TÜRKİYE’DE KLASİK TEKNE KÜLTÜRÜ
Peki biz neyi hedeflemeliyiz? Türkiye olarak bu konuda neredeyiz? Ne seviyedeyiz? Neleri çok iyi yapıyoruz veya hangi konularda çok kötüyüz? Bunları analiz etmeli ve kültürü koruyup geliştirme konusunda ısrarcı olmalıyız. Aslında bugün bile bunun için bir araya gelmedik mi? Oturup bilgilerimizi paylaşıp, kültürü nereye taşıyacağımıza günün sonunda biz karar vereceğiz.
Ülkemizde bilinçli bir klasik tekne kültürü, ne yazık ki bundan birkaç yıl önce başladı. Cem Amiralimiz önderliğinde ve Adil Tuğcu idaresinde kurulan Klasik Tekne Platformu, artık Türkiye’de de klasik teknelere dair bir çalışma ve kayıt altına alma kültürünü doğurdu.
Kısa zamanda geldiğimiz nokta, inanın çok umut verici. Kültürü derinleştirdiğimizde ve bir sonraki nesile bu tekneleri sağlam bir şekilde aktarabildiğimizde, ülkemizde artık sökülemez bir klasik tekne kültürünün oluştuğunu söylemek mümkün olacaktır.
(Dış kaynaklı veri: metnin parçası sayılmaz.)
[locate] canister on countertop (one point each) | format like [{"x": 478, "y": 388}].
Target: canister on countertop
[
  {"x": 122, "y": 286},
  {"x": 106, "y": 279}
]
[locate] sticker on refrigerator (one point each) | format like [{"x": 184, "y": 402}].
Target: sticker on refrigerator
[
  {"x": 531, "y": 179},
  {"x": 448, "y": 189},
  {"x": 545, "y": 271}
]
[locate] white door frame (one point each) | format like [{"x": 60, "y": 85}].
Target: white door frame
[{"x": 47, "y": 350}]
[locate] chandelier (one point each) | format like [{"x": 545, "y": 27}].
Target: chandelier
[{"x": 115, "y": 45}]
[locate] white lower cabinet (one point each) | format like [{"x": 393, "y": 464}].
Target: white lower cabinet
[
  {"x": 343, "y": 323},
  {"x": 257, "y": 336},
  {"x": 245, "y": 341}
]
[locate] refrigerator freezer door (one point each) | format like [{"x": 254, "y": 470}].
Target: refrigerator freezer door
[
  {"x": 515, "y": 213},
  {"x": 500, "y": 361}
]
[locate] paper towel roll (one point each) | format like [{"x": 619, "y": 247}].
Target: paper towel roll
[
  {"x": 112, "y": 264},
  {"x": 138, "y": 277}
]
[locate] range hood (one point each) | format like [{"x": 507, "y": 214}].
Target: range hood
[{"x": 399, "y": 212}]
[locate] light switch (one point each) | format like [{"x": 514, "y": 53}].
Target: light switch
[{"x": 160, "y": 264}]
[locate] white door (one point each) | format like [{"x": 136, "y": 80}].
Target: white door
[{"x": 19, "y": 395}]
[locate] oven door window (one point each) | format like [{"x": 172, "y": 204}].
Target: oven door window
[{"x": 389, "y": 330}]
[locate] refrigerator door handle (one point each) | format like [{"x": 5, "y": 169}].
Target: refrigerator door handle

TÜRKİYE’DE AHŞAP TEKNEYE BAKIŞ AÇISI
Klasik Teknelerden bu kadar bahsetmişken, beni de oldukça yakından ilgilendiren ahşap tekne konusuna değinmezsem olmaz sanırım. Bu salonda oturduğunuza göre ya bir ahşap tekneniz vardır ya da bir ahşap tekne sahibi olmak istiyorsunuzdur büyük olasılıkla.
Bu durumu eşinizle, dostunuzla ya da bir başka tekne sahibi ile paylaştığınızda ise muhtemelen alacağınız ilk yanıt “Ahşap mı? Ahşabın bakımı zor! Yapamazsın! Maliyeti çok yüksek olur! Ahşapla uğraşılır mı?” olacaktır. Peki gerçekten de öyle mi? Ahşap tekne sahibi olmak bu kadar zor mu? Yoksa aslında bu Ahşap tekne kültürünün gelişmediğinin bir göstergesi mi?
Ne yazık ki bu yaygın algı, insanların klasik teknelere yönelmesine ve ülkemize daha fazla klasik tekne kazandırılmasına da engel oluyor. Oysa bir ahşap teknenin yıl içerisindeki genel uğraşı, hemen hemen neredeyse bir fiber tekne ile aynıdır. Ahşap binlerce yıllık denizcilik kültürünü üstlenen bir yapı elemanı olduğu için bazı noktalarda biraz daha ilgi istediği doğrudur, fakat bu bence gerçek bir denizcinin, denizcilik kültürüne ödemesi gereken bir bedeldir.
Sorumluluk sahibi ve kültürü bilen bir amatör denizcinin klasik teknesi, eminim gittiği her marinanın en güzel teknesi konumundadır.
Ve Teşekkür Bölümü!
Deniz Kartalı’na bu köşeyi yazma şansını bana tanıyan Türkiye’nin alanında tek gazetecisi Gökhan Karakaş dostuma sizlerin huzurunda teşekkür etmek istiyorum.